Bonne surprise de cette rentrée s’agissant « premiers romans », La Contre-heure révèle un écrivain déjà mûr, tant par le style que par la personnalité littéraire. Si Sébastien Hoët s’autorise d’ailleurs plusieurs charges aussi virulentes que jubilatoires contre certains littérateurs contemporains, avalisons le fait qu’il peut largement se le permettre, une seule de ses pages où l’écriture est toujours fine, ciselée, nerveuse, corrosive, renvoyant à son énigmatique nullité toute l’« œuvre » d’une Christine Angot, par exemple, dont la démence égolâtre, la vacuité agressive et illuminée, ravagent actuellement l’entièreté du panorama… Bref, passons.

Gilles (hommage à Drieu ?), professeur de philosophie dans un lycée de Lille, il promène son regard cocasse et cruel, amer et cinglant, sur ce qui l’entoure : collègues ou élèves, enfants, jeunes ou vieux, productions culturelles diverses, et plus généralement tout ce qui constitue l’esprit d’une époque qui, sans doute, s’illustrera dans l’Histoire pour l’ampleur inédite de sa médiocrité satisfaite.
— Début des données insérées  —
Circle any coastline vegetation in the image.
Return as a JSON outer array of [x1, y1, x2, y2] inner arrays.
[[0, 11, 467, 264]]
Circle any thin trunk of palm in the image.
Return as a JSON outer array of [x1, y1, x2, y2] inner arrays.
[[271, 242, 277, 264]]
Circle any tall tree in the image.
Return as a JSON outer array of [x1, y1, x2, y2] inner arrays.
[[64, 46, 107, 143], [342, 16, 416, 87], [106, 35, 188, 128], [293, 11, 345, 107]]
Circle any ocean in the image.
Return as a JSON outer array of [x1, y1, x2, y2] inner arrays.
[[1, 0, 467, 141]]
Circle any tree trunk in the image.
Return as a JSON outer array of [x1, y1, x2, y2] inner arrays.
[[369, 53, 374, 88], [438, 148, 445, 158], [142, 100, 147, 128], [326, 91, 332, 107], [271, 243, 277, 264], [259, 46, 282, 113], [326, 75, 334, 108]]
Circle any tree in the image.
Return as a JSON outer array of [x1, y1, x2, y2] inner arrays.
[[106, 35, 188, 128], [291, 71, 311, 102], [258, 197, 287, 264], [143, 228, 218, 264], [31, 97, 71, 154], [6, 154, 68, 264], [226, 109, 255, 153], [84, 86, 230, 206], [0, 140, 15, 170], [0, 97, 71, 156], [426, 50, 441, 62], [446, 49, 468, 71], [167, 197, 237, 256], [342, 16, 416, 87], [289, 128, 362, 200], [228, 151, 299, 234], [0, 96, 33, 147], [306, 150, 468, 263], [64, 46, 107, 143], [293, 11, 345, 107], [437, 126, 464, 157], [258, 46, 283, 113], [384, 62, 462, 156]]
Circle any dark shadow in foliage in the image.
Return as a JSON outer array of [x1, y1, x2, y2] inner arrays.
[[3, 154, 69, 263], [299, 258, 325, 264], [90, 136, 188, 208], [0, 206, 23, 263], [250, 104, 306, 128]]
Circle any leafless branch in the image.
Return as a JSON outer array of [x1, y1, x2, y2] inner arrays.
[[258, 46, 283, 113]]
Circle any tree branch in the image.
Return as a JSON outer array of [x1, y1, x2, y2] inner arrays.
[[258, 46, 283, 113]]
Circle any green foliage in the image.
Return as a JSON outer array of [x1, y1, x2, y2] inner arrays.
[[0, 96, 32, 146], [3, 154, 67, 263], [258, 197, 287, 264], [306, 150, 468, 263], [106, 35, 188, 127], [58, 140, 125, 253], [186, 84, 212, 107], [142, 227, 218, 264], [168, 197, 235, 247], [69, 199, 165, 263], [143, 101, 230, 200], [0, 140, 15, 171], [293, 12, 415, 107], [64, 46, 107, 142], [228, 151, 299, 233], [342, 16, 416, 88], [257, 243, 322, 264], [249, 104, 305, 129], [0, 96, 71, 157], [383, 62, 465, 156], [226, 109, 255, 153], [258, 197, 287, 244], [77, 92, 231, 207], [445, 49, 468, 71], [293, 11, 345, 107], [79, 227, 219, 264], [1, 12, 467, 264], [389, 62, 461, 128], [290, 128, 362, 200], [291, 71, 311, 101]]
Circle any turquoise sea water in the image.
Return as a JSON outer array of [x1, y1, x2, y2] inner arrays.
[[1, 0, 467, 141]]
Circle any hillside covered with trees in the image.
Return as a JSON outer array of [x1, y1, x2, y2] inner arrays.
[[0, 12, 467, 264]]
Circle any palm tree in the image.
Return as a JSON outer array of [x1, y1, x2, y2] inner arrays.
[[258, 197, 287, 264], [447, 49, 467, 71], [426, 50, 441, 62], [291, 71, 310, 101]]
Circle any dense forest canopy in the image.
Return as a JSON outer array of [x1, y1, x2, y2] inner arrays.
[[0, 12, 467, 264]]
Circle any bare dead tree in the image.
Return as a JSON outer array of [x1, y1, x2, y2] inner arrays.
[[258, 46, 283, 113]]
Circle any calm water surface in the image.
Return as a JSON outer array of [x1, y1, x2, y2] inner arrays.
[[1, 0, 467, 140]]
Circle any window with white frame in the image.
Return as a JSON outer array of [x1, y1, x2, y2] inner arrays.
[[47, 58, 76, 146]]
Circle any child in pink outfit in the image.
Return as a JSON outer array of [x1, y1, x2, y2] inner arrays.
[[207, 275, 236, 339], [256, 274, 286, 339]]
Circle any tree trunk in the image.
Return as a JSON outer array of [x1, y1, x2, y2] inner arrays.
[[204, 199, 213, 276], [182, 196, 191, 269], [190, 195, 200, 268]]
Excellent satiriste, Hoët ne rate jamais une cible ; cette attaque du groupe The Kills, par exemple, est savoureuse : « Une lycéenne énervée, hurlant dans un micro, cachée sous ses cheveux, avec un vieux skater vendeur de fruits et légumes qui faisait ding-ding sur une guitare électrique mal branchée, et on s’extasiait là-dessus. »

Le masque de Gilles, séducteur désabusé, homme d’esprit braqué contre son temps, aussi dédaigneux qu’étiolé, se figerait également aisément dans la grimace, n’étaient deux êtres qui viennent insidieusement le bouleverser. D’abord une lycéenne, suicidée en se jetant dans la cour depuis le troisième étage le jour de la rentrée, dont il semble d’abord ignorer le drame mais qui hante le livre en entrecoupant l’histoire du ressassement de ses derniers instants. Ensuite, Esther, collègue d’anglais dont Gilles s’éprend tout en méprisant son milieu bobo, prévisible et inculte. Sauf qu’Esther se révélera plus fine que Gilles ne l’imaginait, et lui servira ses quatre vérités. Si l’on peut trouver un peu faible les scènes de la jeune suicidée et insuffisamment développée la progression et les interactions entre les personnages, ce premier roman n’en constitue pas moins une réussite remarquable, qui tranche avec éclat sur la fadeur ambiante.